Read Bhutan provides seed design, build, furnish, and stock libraries, train librarians, and launch an income-generating business in each rural community to help pay for the library in the long run. Communities interested to have a Community Library and Resource Centre (CLRC) will have to submit a proposal to Read Bhutan office.
According to the field coordinator of Read Bhutan, Read Global and Read Bhutan’s approach is unique and realistic to the organization which attaches a viable business plan suitable to the community with the CLRC so that the cost of the CLRC is taken care of by the sustainable project.
Ura community has proposed cash crop packaging and retailing as its business plan. The Read Bhutan office has so far received proposals for establishment of CLRC from Punakha and Gelephu.

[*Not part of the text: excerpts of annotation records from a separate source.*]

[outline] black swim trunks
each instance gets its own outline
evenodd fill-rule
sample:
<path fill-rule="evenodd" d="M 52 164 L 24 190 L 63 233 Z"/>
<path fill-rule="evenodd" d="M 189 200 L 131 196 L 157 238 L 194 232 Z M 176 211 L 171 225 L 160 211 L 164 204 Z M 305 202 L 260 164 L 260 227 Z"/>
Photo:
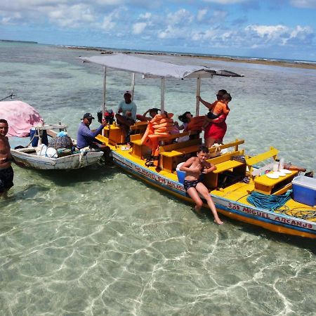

A winner of the Bill and Melinda Gates Foundation’s prestigious Access to Learning Award, the organization has helped establish 49 community resource centres throughout Nepal and India.
During one of her presentations in Bhutan, Carol Erickson, the Executive Director of Read Global, said, “I’ve often been asked whether people in rural parts of the developing world will actually use a library. Our statistics show that they have become vital resources for the communities in which they are located where it is rare for library users not to visit at least twice a week, if not more.”
The process of establishing a library is not as smooth and as easy as it sounds, according to Karma Jurmin, the Secretary of Library Management Committee (LMC) of Ura community responsible for setting up the library. “Since most of the inputs have to be from the community, the progress is slow as the community is not really aware of the benefits of establishing a library and therefore do not contribute as much as they can,” he said.

I don’t think we can call Ura as Apline village or in the Alpine Zone. Alpine is normally pasture between treeline and snowline. From Ura the tree line is way ahead and Ura is still below the tree line.